Implications for Ghana
- There is the urgent need to re-consider our manufacturing and agro-processing policies to reflect the new opportunities within the free trade area. Ghana’s pharmaceutical sector stands to benefit immensely from this initiative, as the sector appears competitive by exporting within the Sub-Region. This agreement will make it much easier for them to consider other regions of the Continent.
- This Agreement will also have significant impact on the ability of the Country to attract FDI’s beyond the extractive industry. FDI’s upon successful implementation of this Agreement will now choose the Countries with minimum restrictions to the ease of doing of business, since from those countries; they can export to other parts of the continent. Ghana will be required to carry out robust business regulatory reforms and improvement in the ease of doing business, if we are to position the Country as one of the best places to do business on the continent.

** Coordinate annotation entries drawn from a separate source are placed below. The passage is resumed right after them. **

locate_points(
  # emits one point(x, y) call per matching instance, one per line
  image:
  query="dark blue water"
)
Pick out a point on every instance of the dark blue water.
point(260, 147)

- In line with these reforms, Ghana must begin to explore the opportunity of working with other countries in West Africa to jointly pitch to investors. Instead of businesses putting up complete manufacturing plants in different Countries, this Agreement should make it possible for countries to jointly negotiate with Businesses to put different components of their manufacturing activities in their countries, instead of setting up full manufacturing plants in different countries to produce the same products.

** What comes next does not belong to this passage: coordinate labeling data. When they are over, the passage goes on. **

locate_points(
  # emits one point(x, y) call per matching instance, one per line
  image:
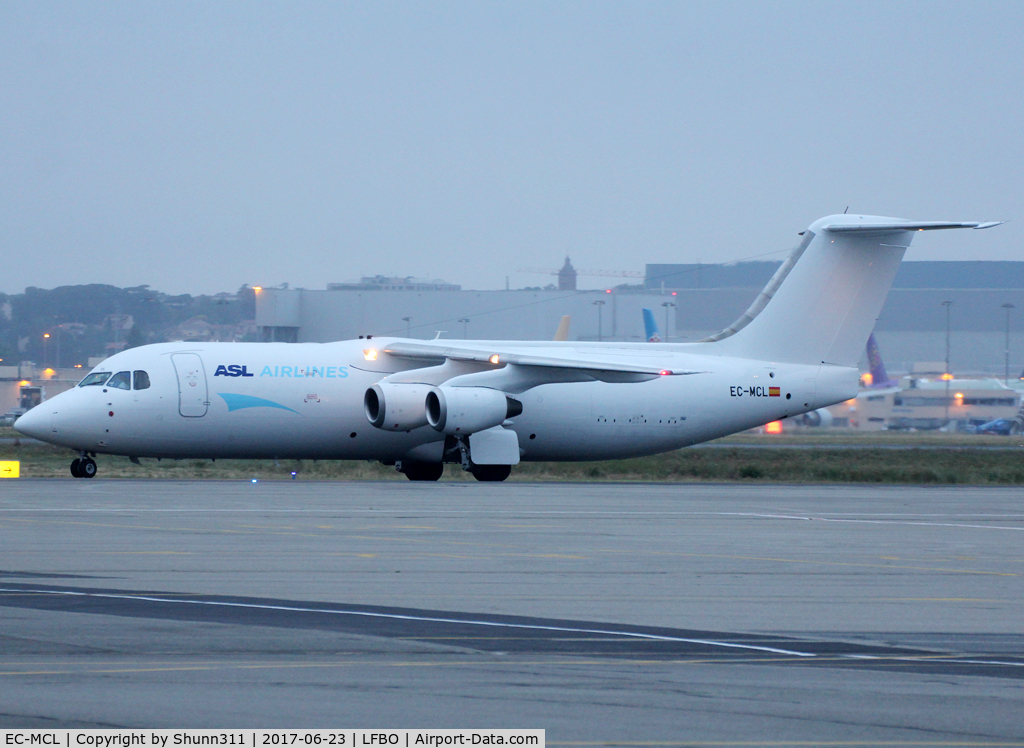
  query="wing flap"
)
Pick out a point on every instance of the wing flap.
point(595, 367)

- Finally, Ghana must now operationalize its International Trade Commission (GITC) to deal with the possible incidents of dumping, which is likely to occur when the CFTA is fully operational.
This article is written by Simon Madjie, Executive Secretary of the American Chamber of Commerce in Ghana, to provide information to Chamber Members. The writer relied on data and information from the African Union, The Economic Commission on Africa & UNCTAD.